Holding force was checked on a smooth steel plate of 20 mm thickness, when a perpendicular force was applied, in contrast under shearing force the holding force is lower. In addition, even a slight gap between the magnet’s surface and the plate lowers the lifting capacity.
Warnings
Magnets are brittle
Neodymium magnets are sintered ceramics, meaning they are fragile like glass. Clashing of two magnets leads to them cracking into shards.
Hand protection
Risk of injury: The attraction force is so great that it can result in hematomas, crushing, and broken bones. Use thick gloves.
Demagnetization risk
Control the heat. Exposing the magnet above 80 degrees Celsius will permanently weaken its properties and pulling force.
Mechanical processing
Fire warning: Rare earth powder is highly flammable. Do not process magnets in home conditions as this may cause fire.
Impact on smartphones
A powerful magnetic field disrupts the functioning of compasses in phones and navigation systems. Maintain magnets close to a device to avoid damaging the sensors.
Immense force
Handle with care. Rare earth magnets act from a distance and snap with massive power, often quicker than you can react.
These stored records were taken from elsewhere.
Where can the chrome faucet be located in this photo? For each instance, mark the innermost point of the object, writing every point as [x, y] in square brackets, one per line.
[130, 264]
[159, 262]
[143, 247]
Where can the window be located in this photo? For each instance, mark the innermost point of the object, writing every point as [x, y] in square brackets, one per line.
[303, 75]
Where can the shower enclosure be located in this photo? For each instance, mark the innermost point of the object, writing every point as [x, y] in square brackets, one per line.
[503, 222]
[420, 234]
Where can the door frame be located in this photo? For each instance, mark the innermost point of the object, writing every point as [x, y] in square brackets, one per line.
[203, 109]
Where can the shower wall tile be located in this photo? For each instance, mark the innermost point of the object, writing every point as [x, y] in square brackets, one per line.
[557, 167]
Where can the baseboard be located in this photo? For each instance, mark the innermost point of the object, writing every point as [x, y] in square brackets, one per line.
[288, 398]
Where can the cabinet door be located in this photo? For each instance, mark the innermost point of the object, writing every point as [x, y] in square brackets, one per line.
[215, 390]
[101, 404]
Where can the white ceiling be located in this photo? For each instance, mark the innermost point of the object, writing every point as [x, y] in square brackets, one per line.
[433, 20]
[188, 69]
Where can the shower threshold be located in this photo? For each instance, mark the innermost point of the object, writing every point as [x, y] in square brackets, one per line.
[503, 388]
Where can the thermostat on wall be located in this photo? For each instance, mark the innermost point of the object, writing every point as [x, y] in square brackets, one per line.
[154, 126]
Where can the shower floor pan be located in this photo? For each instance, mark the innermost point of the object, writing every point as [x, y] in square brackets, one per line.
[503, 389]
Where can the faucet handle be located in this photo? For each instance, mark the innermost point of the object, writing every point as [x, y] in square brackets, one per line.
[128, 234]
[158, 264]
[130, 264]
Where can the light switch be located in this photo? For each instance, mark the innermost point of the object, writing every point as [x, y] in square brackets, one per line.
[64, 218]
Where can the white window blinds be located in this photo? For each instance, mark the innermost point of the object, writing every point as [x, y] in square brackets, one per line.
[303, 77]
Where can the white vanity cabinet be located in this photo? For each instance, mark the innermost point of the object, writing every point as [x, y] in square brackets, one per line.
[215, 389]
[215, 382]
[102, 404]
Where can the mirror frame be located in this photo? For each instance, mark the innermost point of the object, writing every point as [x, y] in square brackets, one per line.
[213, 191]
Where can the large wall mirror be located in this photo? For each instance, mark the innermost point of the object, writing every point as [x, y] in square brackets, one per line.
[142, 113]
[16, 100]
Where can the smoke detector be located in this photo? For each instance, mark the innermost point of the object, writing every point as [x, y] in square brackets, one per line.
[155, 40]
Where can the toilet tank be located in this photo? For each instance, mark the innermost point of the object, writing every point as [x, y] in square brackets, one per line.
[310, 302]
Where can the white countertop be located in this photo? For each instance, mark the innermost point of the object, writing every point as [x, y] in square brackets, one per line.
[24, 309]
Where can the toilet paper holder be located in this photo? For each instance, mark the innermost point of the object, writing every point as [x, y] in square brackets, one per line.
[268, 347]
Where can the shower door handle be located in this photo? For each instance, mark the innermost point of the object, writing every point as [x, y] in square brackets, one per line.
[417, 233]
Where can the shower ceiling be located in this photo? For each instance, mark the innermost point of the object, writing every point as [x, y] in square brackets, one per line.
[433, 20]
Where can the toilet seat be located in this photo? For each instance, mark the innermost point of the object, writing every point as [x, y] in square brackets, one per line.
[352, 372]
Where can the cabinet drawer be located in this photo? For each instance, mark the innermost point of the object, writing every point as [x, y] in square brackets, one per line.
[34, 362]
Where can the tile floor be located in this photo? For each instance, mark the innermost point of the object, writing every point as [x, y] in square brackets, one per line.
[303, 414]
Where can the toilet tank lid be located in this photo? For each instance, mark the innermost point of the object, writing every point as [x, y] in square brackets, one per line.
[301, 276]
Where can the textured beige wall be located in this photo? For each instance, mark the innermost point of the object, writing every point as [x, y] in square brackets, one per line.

Warning for allergy sufferers
A percentage of the population experience a hypersensitivity to nickel, which is the standard coating for neodymium magnets. Extended handling can result in dermatitis. We strongly advise use protective gloves.
Pacemakers
Health Alert: Strong magnets can deactivate heart devices and defibrillators. Stay away if you have medical devices.
Adults only
Strictly store magnets out of reach of children. Risk of swallowing is significant, and the effects of magnets clamping inside the body are very dangerous.
Threat to electronics
Very strong magnetic fields can erase data on payment cards, HDDs, and other magnetic media. Maintain a gap of min. 10 cm.